With Opus I can work, trust its designs, architecture suggestions, and code changes, even in a complex code base.
The smaller models seem to "try". They work for smaller tasks, but for more complex task it's often more work than doing it myself.
I wish it were different, and maybe in a year or two it will be.
always has been
claude code has opusplan — uses opus while in plan mode, switches to sonnet for execution.
https://code.claude.com/docs/en/model-config#opusplan-model-...
edit: you can make it work with sonnet for planning, and haiku for execution, or any other combination you fancy to work with.
https://code.claude.com/docs/en/model-config#control-the-mod...
1. Step execution (Sonnet): Work for 30 minutes / 100k tokens at the direction of the Orchestrator
2. Review (Opus): Scrutinize the previous step's work for errors, fidelity to the instructions, fix those and record opportunities to improve the agent configuration + tools to reduce errors and token usage (record those to a file).
3. Self-improvement (Opus): Implement the highest impact self-improvement items that don't require user intervention.
Repeat: Until orchestrator session token budget exhausted (set it to 1M or whatever).
The underlying rationale is to keep each step manageable to maximize adherence to instructions and minimize cost (even cached tokens cost something). Prompt tokens are much cheaper than generated, so to the extent Opus mostly reviews rather than drives that saves a lot too. Self-improvement steps are very expensive but the improvements compound, if you're going to run a job for days or weeks it's way more expensive not to do them.
Edit: I do this in Claude Code with the Anthropic models as well as Qwen family models for offline use.
I also work on a consumer AI application https://apps.apple.com/us/app/slidebits-studio/id1138731130
For comparison someone showed me an internal company tool he was working on. He had Claude agents dangerously skipping permissions and firing up github branches through a vm sandbox just to make a single feature change. One agent to code and the other to review.
For example you probably don't have days where you ask Opus to review your whole code base and look for code duplication/technical debt/robustness issues, and then to fix some of the found issues, and do this 3-5 times until no big issues are found anymore.
Perform a thorough analysis of the <project_name> project (the code and the documentation).
- Explore the project, go over all important files one by one and look for any mistakes or possible bugs.
- Look for refactoring opportunities and ways to improve code quality and organization.
- Identify any potential cruft/bloat, to ensure our code is clean and logically laid out. Keep in mind that efficient and good quality code needs to avoid over-engineered constructs and needless complexity. Avoid complicated logic where simple solutions would be more elegant.
- Pay attention to comments: There should be enough of them to document the intent and provide high-level overview of the code logic, but not too much; avoid/remove excessive comments that simply restate the code logic or do not provide any useful information.
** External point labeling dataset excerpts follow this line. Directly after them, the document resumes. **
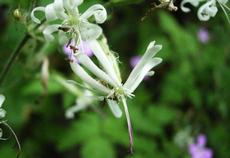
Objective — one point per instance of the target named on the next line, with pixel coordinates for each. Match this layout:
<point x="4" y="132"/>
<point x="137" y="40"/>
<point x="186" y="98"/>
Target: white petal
<point x="59" y="9"/>
<point x="42" y="9"/>
<point x="2" y="99"/>
<point x="50" y="12"/>
<point x="207" y="10"/>
<point x="84" y="76"/>
<point x="71" y="5"/>
<point x="74" y="109"/>
<point x="87" y="62"/>
<point x="98" y="11"/>
<point x="89" y="31"/>
<point x="104" y="61"/>
<point x="195" y="3"/>
<point x="62" y="38"/>
<point x="114" y="107"/>
<point x="131" y="86"/>
<point x="128" y="122"/>
<point x="49" y="30"/>
<point x="150" y="52"/>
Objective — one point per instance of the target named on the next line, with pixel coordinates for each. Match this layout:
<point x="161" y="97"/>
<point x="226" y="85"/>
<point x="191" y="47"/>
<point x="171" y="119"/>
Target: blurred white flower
<point x="71" y="24"/>
<point x="208" y="8"/>
<point x="2" y="111"/>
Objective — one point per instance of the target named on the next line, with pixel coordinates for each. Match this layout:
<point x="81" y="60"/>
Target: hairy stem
<point x="15" y="54"/>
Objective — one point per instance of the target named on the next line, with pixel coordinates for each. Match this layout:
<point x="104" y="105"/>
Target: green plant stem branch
<point x="14" y="55"/>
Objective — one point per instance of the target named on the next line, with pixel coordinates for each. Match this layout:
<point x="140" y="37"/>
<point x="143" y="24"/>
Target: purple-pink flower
<point x="198" y="149"/>
<point x="134" y="61"/>
<point x="203" y="35"/>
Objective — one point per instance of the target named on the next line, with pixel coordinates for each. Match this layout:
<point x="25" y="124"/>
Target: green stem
<point x="15" y="54"/>
<point x="13" y="57"/>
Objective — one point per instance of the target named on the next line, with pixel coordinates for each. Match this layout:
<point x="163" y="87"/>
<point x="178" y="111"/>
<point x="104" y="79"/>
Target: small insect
<point x="65" y="29"/>
<point x="168" y="4"/>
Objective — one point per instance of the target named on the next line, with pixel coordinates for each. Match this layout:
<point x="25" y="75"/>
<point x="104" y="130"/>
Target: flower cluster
<point x="100" y="78"/>
<point x="208" y="8"/>
<point x="63" y="16"/>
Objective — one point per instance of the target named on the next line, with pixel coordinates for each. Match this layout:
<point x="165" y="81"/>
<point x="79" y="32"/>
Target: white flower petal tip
<point x="114" y="107"/>
<point x="89" y="31"/>
<point x="2" y="99"/>
<point x="195" y="3"/>
<point x="47" y="32"/>
<point x="207" y="10"/>
<point x="98" y="11"/>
- Every important function should have a top-level docstring comment that clearly explains its purpose, high-level logic overview, arguments, and return values.
- Analyze the names of constants/variables/functions/classes and other code elements: could some of them be renamed to make their purpose more clear?
- Analyze the documentation, uncover any potential inaccuracies/omissions and ensure the docs reflect the code.
- Brainstorm ideas for improvements of the code and docs.
After you finish the analysis, save an analysis report into "<project_name>_analysis_report.md" in the project root folder.I use quite plain prompts, nothing fancy:
> go over the tests and do a code review, focusing on how well they test inventory management, planner and controller. maybe some tests need to be deleted, maybe other tests need to be added. the end goal should be good coverage of the core features.
> do a code review, focusing on robustness/correctness issues. validate that the code correctly implements specification.md. focus on the async client.
> there was a big refactor. please do a code review, focusing on eliminating tech debt. look for unused, obsolete or duplicate code that can be removed, look for mismatched interfaces, inconsistent function/argument/variable names. do not output what is correct, just the issues you found. for each issue output instructions for a coding agent on how to fix it. do not nitpick.
As we build a better and better harness and better feedback/verifiers we're switching more to 3.5 flash. I think chinese models would work too, but we cant use those atm.
Generally theres a coordinator running opus and an ever growing set of skills and subagents that take actions using weaker models and output feedback to the coordinator opus.
I'm pretty convinced at this point we're past the level of intelligence needed for most tasks most devs do and that will trend down as we better build harnesses for our own codebases.
...but I spend so much more time correcting it, or building pipelines to try, retry, and converge, that it's rarely worthwhile for me in either time or $ spent vs Opus.
So by using Opus you are using "smaller" model. Well, not really smaller, just worse. The actual smaller models can at least be faster.